Tout en fuyant sous le couvert de la forêt qui les abritait, il put dire à Pitch :

– On m’a pris mes armes. Avec quoi voulez-vous que je me défende, si l’on nous attaque ?

Pitch se rendit compte de la vérité de cette réflexion. Il était sûr de tenir son Sourbin ; il ne vit donc aucun empêchement à lui confier l’un des deux revolvers qui garnissaient ses propres fontes.

C’était une excellente intention qu’avait eue là Léopold.

Il n’avait que trop bien entendu l’ordre donné par le chef Comanche à son subordonné, et comme il savait les sauvages capables de s’emporter à toutes les violences, le cousin de Madeleine avait pris cette précaution. Il galopait maintenant à côté de l’Indien, prêt à lui casser la tête s’il le voyait lever la main sur la prisonnière.

Tous ces événements s’étaient accomplis en moins de vingt-quatre heures. Il y avait un jour à peine que Wagha-na avait confié à Sourbin la mission délicate de guider ses recherches. Une longue et froide nuit s’était écoulée pendant laquelle Madeleine n’avait pas recouvré un seul instant la conscience de ce qui se passait autour d’elle. Mais dans ce délai, les chevaux surmenés des Comanches n’avaient pu fournir une bien longue étape, celui de l’Ours Gris surtout, qui avait à porter une double charge.

Aussi Wagha-na et ses compagnons avaient-ils pu suivre sans trop de difficultés la piste laissée par Sourbin.

Ils étaient même au moment de surprendre le campement provisoire de leurs ennemis, lorsque le hennissement du cheval de Joë O’Connor avait donné l’éveil aux factionnaires disséminés par Magua aux confins de la forêt et de la plaine.

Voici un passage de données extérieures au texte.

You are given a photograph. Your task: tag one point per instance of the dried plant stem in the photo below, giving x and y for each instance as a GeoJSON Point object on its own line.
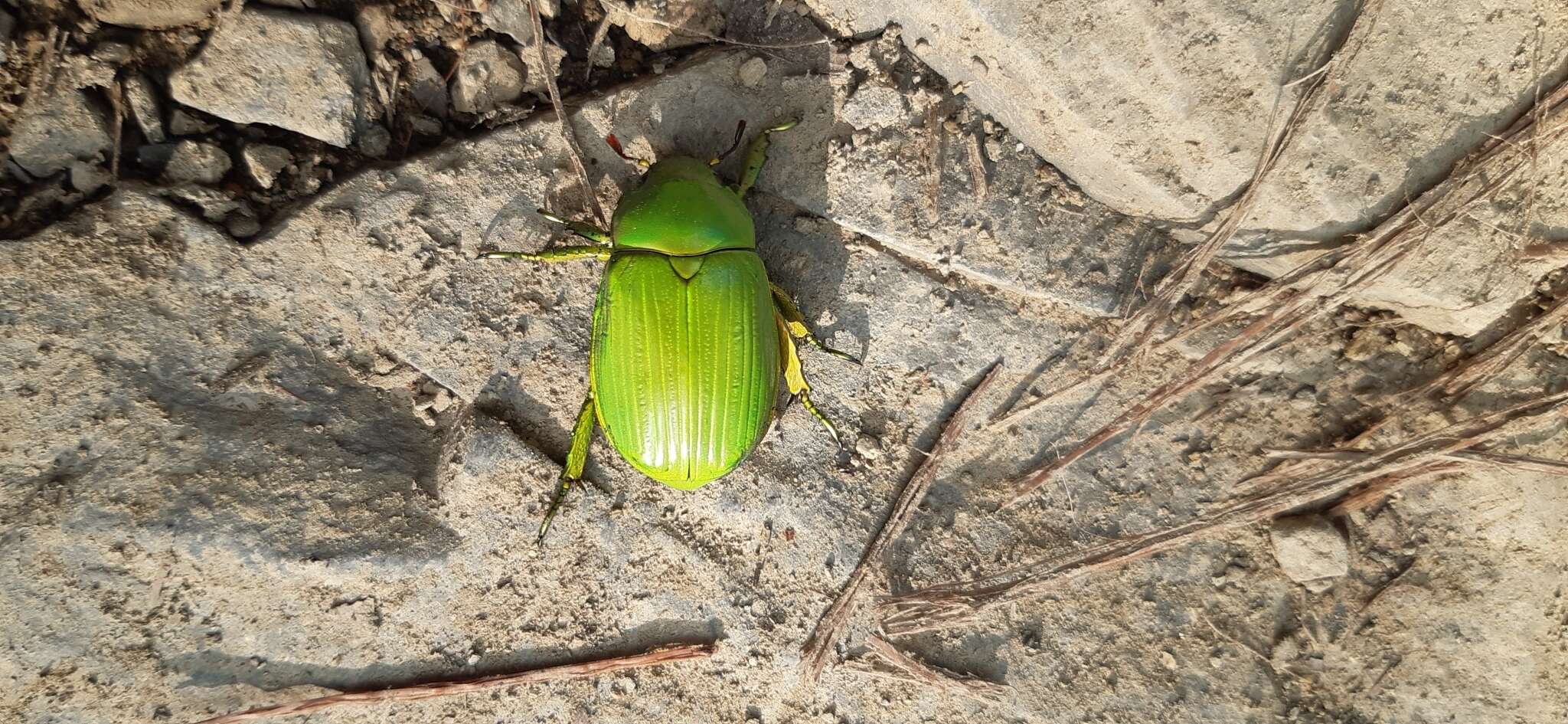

L’un d’eux avait pu ramper jusqu’au voisinage de l’Irlandais et, jugeant l’occasion favorable, avait décoché une flèche qui avait frôlé le crâne du vieux trappeur.

Celui-ci n’était pas patient de son naturel. Juste en ce moment il se tenait appuyé sur sa carabine. La riposte ne s’était pas fait attendre. Joë avait tiré sur une ombre qu’il voyait se mouvoir dans le fourré. Mais comme la balle de Joë était quasiment infaillible, elle avait traversé de part en part le ventre de l’Indien.

C’était le bruit de ce coup, suivi du cri d’agonie du blessé, qui avait averti les Comanches.

Il n’y avait pas à revenir sur l’intempestive vivacité de l’Irlandais. Wagha-na donna donc l’ordre de charger sur-le-champ, à bride abattue. Peut-être parviendrait-on à rejoindre l’ennemi.

Le bois que l’on traversait n’était point aussi étendu qu’il était épais. Au delà la plaine recommençait, permettant la chasse à vue. Or Pitch et Schulmann, aussi bien que l’Ours Gris, savaient désormais à quoi s’en tenir sur le courage et l’opiniâtreté de leurs adversaires. Ils comprenaient que ceux-ci ne se lasseraient pas, et comme ils ignoraient leur nombre, aucune autre ressource qu’une fuite rapide ne s’offrait à eux d’éviter la terrible vengeance que ne manqueraient pas d’exercer les amis de Madeleine.

Dans de telles conditions, Pitch avait conçu des intentions moins cruelles à l’égard de celle-ci.

Il ne s’agissait plus de la tuer maintenant, mais, bien au contraire, de veiller attentivement sur ses jours. N’était-elle pas un otage entre leurs mains, le seul moyen de sauver leurs vies en proposant l’échange au Bison Noir, dont la haine devait être implacable ?

Il était si bien dans ces pensées qu’il ne se montrait pas moins attentif que Sourbin lui-même à surveiller l’Indien qui emportait la jeune fille évanouie.

Mais, d’autre part, autant il était nécessaire d’emmener l’orpheline saine et sauve, autant il fallait empêcher qu’elle ne retombât au pouvoir de ses vaillants libérateurs.

Or, le cheval de l’Indien, bête d’une rare vigueur, avait fourni, depuis plus d’une semaine, d’invraisemblables chevauchées. Il était impossible de lui demander plus qu’il n’avait donné, et déjà sa course saccadée, haletante, montrait une fatigue énorme. Si la bête était fourbue, ou s’abattait sur le chemin, Madeleine serait perdue pour les ravisseurs.

Ces réflexions, Ulphilas Pitch les avait faites tout en éperonnant vigoureusement sa propre monture, laquelle ne valait guère mieux que celle du Comanche. Le Yankee se surpassait. Pour un homme qui avait toujours préféré la diplomatie à la violence, il faisait preuve, depuis quelque temps, de qualités qui eussent fait le plus grand honneur à un écuyer de profession.